À l’approche de Sferracavallo, la silhouette du Duomo d’Orvieto apparaît déjà au loin ; en moins de deux kilomètres, on rejoint ensuite le centre de cette remarquable cité, où se conclut l’étape.
Dénivelé
+1904 m | - 1949 m
Distance
82,41 Km
Durée
21 h 5 m
Aperçu historique
L’abbé Alberto, alors qu’il exerçait ses fonctions au Monastère bénédictin de la Sainte Vierge Marie de Stade (Hambourg), constata la nécessité d’introduire une discipline ecclésiastique plus rigoureuse, inspirée du modèle des règles cisterciennes. Afin d’obtenir l’autorisation du pape Grégoire IX, il entreprit un voyage vers Rome.

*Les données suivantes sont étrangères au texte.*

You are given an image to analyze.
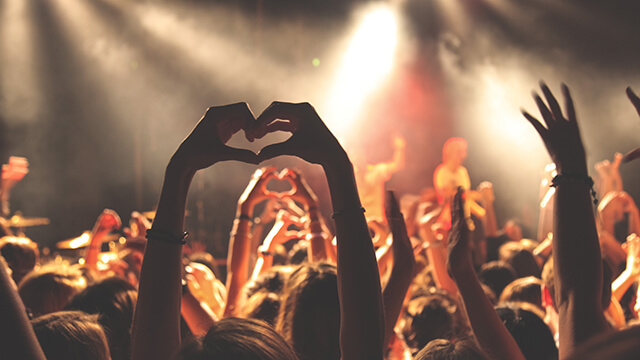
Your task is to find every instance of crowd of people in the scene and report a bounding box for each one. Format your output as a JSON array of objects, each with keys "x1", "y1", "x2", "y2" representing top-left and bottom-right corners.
[{"x1": 0, "y1": 84, "x2": 640, "y2": 360}]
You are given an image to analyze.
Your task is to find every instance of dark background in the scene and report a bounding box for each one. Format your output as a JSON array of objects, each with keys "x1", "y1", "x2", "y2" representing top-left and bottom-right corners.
[{"x1": 0, "y1": 0, "x2": 640, "y2": 255}]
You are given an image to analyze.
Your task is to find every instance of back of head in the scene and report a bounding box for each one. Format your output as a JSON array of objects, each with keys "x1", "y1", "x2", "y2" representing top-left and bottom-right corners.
[
  {"x1": 500, "y1": 276, "x2": 543, "y2": 309},
  {"x1": 0, "y1": 236, "x2": 39, "y2": 284},
  {"x1": 442, "y1": 137, "x2": 467, "y2": 163},
  {"x1": 478, "y1": 261, "x2": 516, "y2": 298},
  {"x1": 542, "y1": 258, "x2": 613, "y2": 310},
  {"x1": 413, "y1": 339, "x2": 489, "y2": 360},
  {"x1": 401, "y1": 292, "x2": 464, "y2": 351},
  {"x1": 178, "y1": 318, "x2": 298, "y2": 360},
  {"x1": 276, "y1": 263, "x2": 340, "y2": 360},
  {"x1": 31, "y1": 311, "x2": 111, "y2": 360},
  {"x1": 66, "y1": 277, "x2": 138, "y2": 360},
  {"x1": 18, "y1": 265, "x2": 87, "y2": 316},
  {"x1": 242, "y1": 291, "x2": 281, "y2": 326},
  {"x1": 498, "y1": 241, "x2": 540, "y2": 278},
  {"x1": 496, "y1": 305, "x2": 558, "y2": 360}
]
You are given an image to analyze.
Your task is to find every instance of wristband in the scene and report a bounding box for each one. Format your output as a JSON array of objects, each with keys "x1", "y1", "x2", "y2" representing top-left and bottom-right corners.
[
  {"x1": 147, "y1": 228, "x2": 189, "y2": 245},
  {"x1": 305, "y1": 233, "x2": 324, "y2": 240},
  {"x1": 331, "y1": 206, "x2": 367, "y2": 220},
  {"x1": 237, "y1": 214, "x2": 253, "y2": 221},
  {"x1": 549, "y1": 174, "x2": 598, "y2": 205}
]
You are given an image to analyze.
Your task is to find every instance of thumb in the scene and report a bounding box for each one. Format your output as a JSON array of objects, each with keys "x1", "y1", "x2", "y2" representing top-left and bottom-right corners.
[
  {"x1": 228, "y1": 146, "x2": 260, "y2": 165},
  {"x1": 258, "y1": 140, "x2": 296, "y2": 162}
]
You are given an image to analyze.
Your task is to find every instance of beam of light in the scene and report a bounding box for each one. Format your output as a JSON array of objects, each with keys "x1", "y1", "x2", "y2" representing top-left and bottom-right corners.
[
  {"x1": 0, "y1": 0, "x2": 43, "y2": 122},
  {"x1": 69, "y1": 231, "x2": 91, "y2": 249},
  {"x1": 434, "y1": 0, "x2": 470, "y2": 35},
  {"x1": 325, "y1": 5, "x2": 398, "y2": 138}
]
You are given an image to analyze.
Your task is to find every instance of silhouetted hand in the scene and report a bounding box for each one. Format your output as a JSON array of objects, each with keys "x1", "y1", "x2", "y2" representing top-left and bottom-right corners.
[
  {"x1": 522, "y1": 83, "x2": 587, "y2": 175},
  {"x1": 174, "y1": 103, "x2": 258, "y2": 171},
  {"x1": 248, "y1": 102, "x2": 346, "y2": 165}
]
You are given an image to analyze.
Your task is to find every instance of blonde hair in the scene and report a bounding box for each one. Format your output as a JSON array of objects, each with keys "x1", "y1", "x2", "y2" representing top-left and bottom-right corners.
[
  {"x1": 18, "y1": 264, "x2": 87, "y2": 316},
  {"x1": 442, "y1": 137, "x2": 467, "y2": 163}
]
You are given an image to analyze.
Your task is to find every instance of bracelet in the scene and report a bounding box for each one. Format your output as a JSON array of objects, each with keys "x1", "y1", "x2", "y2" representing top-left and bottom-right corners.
[
  {"x1": 549, "y1": 174, "x2": 598, "y2": 205},
  {"x1": 305, "y1": 233, "x2": 324, "y2": 240},
  {"x1": 237, "y1": 214, "x2": 253, "y2": 221},
  {"x1": 331, "y1": 206, "x2": 367, "y2": 220},
  {"x1": 147, "y1": 228, "x2": 189, "y2": 245}
]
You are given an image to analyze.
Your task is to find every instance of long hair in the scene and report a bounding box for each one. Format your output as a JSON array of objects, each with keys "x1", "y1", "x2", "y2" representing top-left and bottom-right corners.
[{"x1": 276, "y1": 263, "x2": 340, "y2": 360}]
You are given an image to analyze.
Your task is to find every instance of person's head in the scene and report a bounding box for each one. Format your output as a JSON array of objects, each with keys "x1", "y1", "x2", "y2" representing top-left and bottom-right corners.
[
  {"x1": 31, "y1": 311, "x2": 111, "y2": 360},
  {"x1": 18, "y1": 265, "x2": 87, "y2": 316},
  {"x1": 177, "y1": 317, "x2": 298, "y2": 360},
  {"x1": 502, "y1": 219, "x2": 522, "y2": 241},
  {"x1": 241, "y1": 291, "x2": 282, "y2": 326},
  {"x1": 496, "y1": 304, "x2": 558, "y2": 360},
  {"x1": 66, "y1": 277, "x2": 138, "y2": 360},
  {"x1": 400, "y1": 292, "x2": 464, "y2": 352},
  {"x1": 0, "y1": 236, "x2": 39, "y2": 284},
  {"x1": 498, "y1": 241, "x2": 540, "y2": 278},
  {"x1": 478, "y1": 261, "x2": 517, "y2": 298},
  {"x1": 288, "y1": 239, "x2": 309, "y2": 265},
  {"x1": 500, "y1": 276, "x2": 543, "y2": 309},
  {"x1": 276, "y1": 263, "x2": 340, "y2": 360},
  {"x1": 413, "y1": 339, "x2": 489, "y2": 360},
  {"x1": 244, "y1": 266, "x2": 295, "y2": 298},
  {"x1": 542, "y1": 258, "x2": 613, "y2": 310},
  {"x1": 442, "y1": 137, "x2": 467, "y2": 166}
]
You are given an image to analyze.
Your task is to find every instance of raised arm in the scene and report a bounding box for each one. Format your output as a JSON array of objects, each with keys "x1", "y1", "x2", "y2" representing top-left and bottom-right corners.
[
  {"x1": 523, "y1": 84, "x2": 607, "y2": 358},
  {"x1": 131, "y1": 103, "x2": 257, "y2": 360},
  {"x1": 254, "y1": 102, "x2": 384, "y2": 360},
  {"x1": 284, "y1": 169, "x2": 331, "y2": 262},
  {"x1": 382, "y1": 191, "x2": 416, "y2": 347},
  {"x1": 447, "y1": 188, "x2": 524, "y2": 360},
  {"x1": 224, "y1": 167, "x2": 277, "y2": 317},
  {"x1": 84, "y1": 209, "x2": 122, "y2": 271},
  {"x1": 0, "y1": 256, "x2": 46, "y2": 360},
  {"x1": 0, "y1": 156, "x2": 29, "y2": 217}
]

Le pape donna son accord, mais ses confrères ainsi que l’archevêque compétent s’y opposèrent. Déçu, Alberto renonça à sa charge et adhéra au franciscanisme, entrant au couvent des Frères Mineurs de Saint-Jean dans la ville de Stade.
Il s’y consacra à la rédaction des Annales, une chronique en latin relatant les principaux événements ecclésiastiques et politiques de son époque. Dans cette œuvre figure un dialogue entre deux moines portant sur les meilleures voies pour un pèlerinage vers Rome. Dans ce dialogue, l’abbé fournit plusieurs itinéraires accompagnés d’informations précises sur les lieux, les distances à parcourir, l’état des routes et la longueur exacte des différentes étapes.
L’itinéraire
Le chemin, long d’environ 2 200 km, a été redécouvert grâce au travail de chercheurs passionnés et d’archéologues. Il se compose de trois grandes sections : l’Allemagne (de Stade à Wernigerode en passant par la Saxe, la Thuringe et la Bavière), l’Autriche (Seefeld – Innsbruck – Brenner) et l’Italie.
L’itinéraire italien traverse environ mille kilomètres, répartis en 46 étapes, des Alpes à Rome, entre paysages suggestifs, nature préservée, villages et villes riches d’art et d’histoire. Le parcours relie à la fois des lieux mondialement connus et des territoires moins connus de l’Italie.
La Via peut être parcourue à pied, à vélo ou à cheval, mais également en voiture ou à moto, en choisissant librement les étapes à parcourir selon le temps disponible et le niveau de préparation.
La crédenciale du pèlerin
Pour parcourir la Via, il est nécessaire de demander la crédenciale du pèlerin, qui permet d’accéder aux « ospitali » et de bénéficier de certaines facilités.
La crédenciale indique les lieux et dates de départ et d’arrivée, ainsi que les tampons des localités traversées et des structures d’accueil, attestant du parcours effectué.
Il s’agit enfin du document nécessaire pour obtenir le certificat de fin de pèlerinage, une fois arrivé à Rome : le « Testimonium ».